Fears of COVID-19 in prisons has led to decreased family visits and more solitary confinement, causing concerns for inmates’ mental health
While countries around the world like France or the United Kingdom are releasing some prisoners to lower the spread of COVID-19, some prisons in the United States have taken a totally different approach.
The Missouri Department of Corrections has not released any offender due to COVID-19, according to Garry Brix, the prison’s Public Information Officer.
Yet, tensions are growing as visits have been stopped, isolation has been reinforced, and communications with prisoners’ families have been limited.
Growing tensions in prisons
Heightened sanitary measures have been put in place as COVID-19 has found its way into the confines of prison cells.

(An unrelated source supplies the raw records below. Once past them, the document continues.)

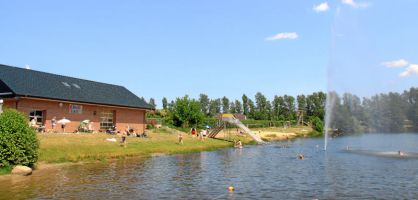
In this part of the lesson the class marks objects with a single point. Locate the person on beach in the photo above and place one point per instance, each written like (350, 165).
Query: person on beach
(238, 144)
(53, 122)
(201, 135)
(180, 138)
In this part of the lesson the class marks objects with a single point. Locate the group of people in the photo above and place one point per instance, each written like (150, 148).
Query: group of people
(33, 123)
(202, 134)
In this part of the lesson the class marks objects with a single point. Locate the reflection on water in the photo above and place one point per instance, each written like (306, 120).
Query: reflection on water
(269, 171)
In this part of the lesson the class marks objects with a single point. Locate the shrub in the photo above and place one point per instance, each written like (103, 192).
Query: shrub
(317, 124)
(18, 142)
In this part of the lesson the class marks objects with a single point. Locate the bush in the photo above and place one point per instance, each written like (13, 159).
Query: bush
(317, 124)
(18, 142)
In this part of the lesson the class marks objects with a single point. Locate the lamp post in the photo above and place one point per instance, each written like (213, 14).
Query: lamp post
(1, 106)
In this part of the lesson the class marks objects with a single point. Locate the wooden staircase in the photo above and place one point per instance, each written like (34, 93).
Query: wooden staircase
(215, 131)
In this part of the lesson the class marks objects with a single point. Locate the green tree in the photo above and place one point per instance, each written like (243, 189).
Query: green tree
(18, 142)
(186, 112)
(152, 102)
(204, 102)
(165, 103)
(289, 107)
(225, 105)
(263, 107)
(277, 108)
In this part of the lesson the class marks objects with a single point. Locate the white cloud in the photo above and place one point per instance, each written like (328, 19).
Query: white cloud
(281, 36)
(412, 69)
(354, 4)
(396, 63)
(321, 7)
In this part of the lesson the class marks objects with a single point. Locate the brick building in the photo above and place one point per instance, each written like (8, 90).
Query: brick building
(45, 96)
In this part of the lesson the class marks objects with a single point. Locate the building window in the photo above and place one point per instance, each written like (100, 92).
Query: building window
(106, 120)
(39, 115)
(76, 109)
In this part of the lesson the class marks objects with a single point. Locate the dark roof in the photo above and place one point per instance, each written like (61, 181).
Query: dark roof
(31, 83)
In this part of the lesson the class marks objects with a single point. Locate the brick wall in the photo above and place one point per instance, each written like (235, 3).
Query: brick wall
(123, 117)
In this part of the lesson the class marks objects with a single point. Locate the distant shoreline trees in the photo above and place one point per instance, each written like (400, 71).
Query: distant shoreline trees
(391, 112)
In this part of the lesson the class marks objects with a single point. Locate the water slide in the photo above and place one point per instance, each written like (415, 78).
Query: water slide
(229, 118)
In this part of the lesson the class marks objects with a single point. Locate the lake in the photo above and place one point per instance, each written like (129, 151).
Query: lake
(256, 172)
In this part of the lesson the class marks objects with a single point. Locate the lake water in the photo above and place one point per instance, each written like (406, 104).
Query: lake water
(256, 172)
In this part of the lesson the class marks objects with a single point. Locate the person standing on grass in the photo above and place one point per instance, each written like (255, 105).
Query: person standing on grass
(53, 122)
(201, 135)
(180, 138)
(193, 132)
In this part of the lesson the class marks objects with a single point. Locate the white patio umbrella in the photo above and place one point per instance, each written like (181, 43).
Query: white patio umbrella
(63, 121)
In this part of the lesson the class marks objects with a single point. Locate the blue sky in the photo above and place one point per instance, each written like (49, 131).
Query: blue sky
(221, 48)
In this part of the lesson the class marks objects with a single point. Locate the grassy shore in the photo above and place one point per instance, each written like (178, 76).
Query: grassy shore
(59, 148)
(72, 148)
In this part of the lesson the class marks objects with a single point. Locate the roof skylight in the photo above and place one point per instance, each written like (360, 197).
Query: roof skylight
(66, 84)
(76, 86)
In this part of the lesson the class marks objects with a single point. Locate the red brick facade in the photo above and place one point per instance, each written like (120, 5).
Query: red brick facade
(122, 117)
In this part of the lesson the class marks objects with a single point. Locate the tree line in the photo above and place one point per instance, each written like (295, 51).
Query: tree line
(185, 111)
(391, 112)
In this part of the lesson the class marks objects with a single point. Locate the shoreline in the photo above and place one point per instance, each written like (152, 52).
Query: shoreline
(60, 150)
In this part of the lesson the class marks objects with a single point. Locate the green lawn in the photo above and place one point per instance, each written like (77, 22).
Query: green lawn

Prison Insider, which analyses the conditions of prisons around the world, is being used as a tracker to monitor the evolution of COVID-19 within prisons.
The number of new prisoners has decreased in most U.S. prisons because of reduced arrests during lockdowns around the country. But for those who are already incarcerated, life has taken a turn for the worse.
Prison under lockdown
Prison is never easy, but inmates are experiencing far more difficult situations during this outbreak period.
Isolation and life incarceration can lead to paranoia, delusion, depression, and insomnia. Under the pandemic’s total lockdown, consequences can be more dramatic.
Prisoners’ mental health is disrupted by not being in contact with their families.
However, to compensate for this absence of in-person visits, Scott Taylor, spokesperson at the Federal Bureau of Prisons, explains that prisoners can still receive mail, and the duration of prisoners’ monthly phone calls have been extended by 300 to 500 minutes “in recognition of how important it is for families to stay in touch during this time.”
Video-conferencing technology has also been installed in some prisons to enable inmates to keep in touch with their communities.
Can community safety be ensured?
At this stage, there is a lot of pressure to release prisoners in this sanitary crisis outbreak, raising concerns of recidivism — the tendency of some released prisoners to reoffend.
But for Joshua Hoe, founder of the “Decarceration Nation” podcast, the question of recidivism does not seem to be the main problem. “It depends greatly on the person released.” Hoe says, “we are generally pushing for case-by-case considerations for all incarcerated people.”
But is it enough to protect prisoners’ health?
Prison staff are taking inmates mental health issues seriously during these disturbing times. According to Dr Joe Scroppo, forensic psychologist and attorney in New York: “social isolation is currently not limited to inmates, but for them, the greater loss is contact with outside social supports.”
He says isolation and lockdown do not seem to be the main sources of mental issues.
“The greater risk to inmates, in my opinion, is their lack of access to personal protective equipment, their inability to maintain adequate physical distance from others, lack of access to COVID-19 testing, and impediments in obtaining adequate care if they actually contract the virus.”Dr Joe Scroppo
The US Constitution prohibits “cruel and unusual punishment” of inmates.
This has been interpreted to mean that prisoners are entitled to adequate medical and mental healthcare. However, inmates can forego certain medical procedures out of fear of increased risk of contracting COVID-19.
A Public Health Issue
Prison health is part of public health. It means everyone should be treated equally and benefit from the same healthcare services.
Prison advocacy groups and attorneys are seeking judicial and governmental intervention where prisoners are not receiving the legally mandated level of care.
COVID-19 has not changed the way healthcare services worked in prisons before the pandemic, but it has interfered with inmates’ mental health.
It remains unclear when and how visits will be authorised again, or if inmates will have a chance to be released as prisons contend with COVID-19 outbreaks. For now, it seems solitary confinement and its detrimental mental health impacts is the preferred method of choice.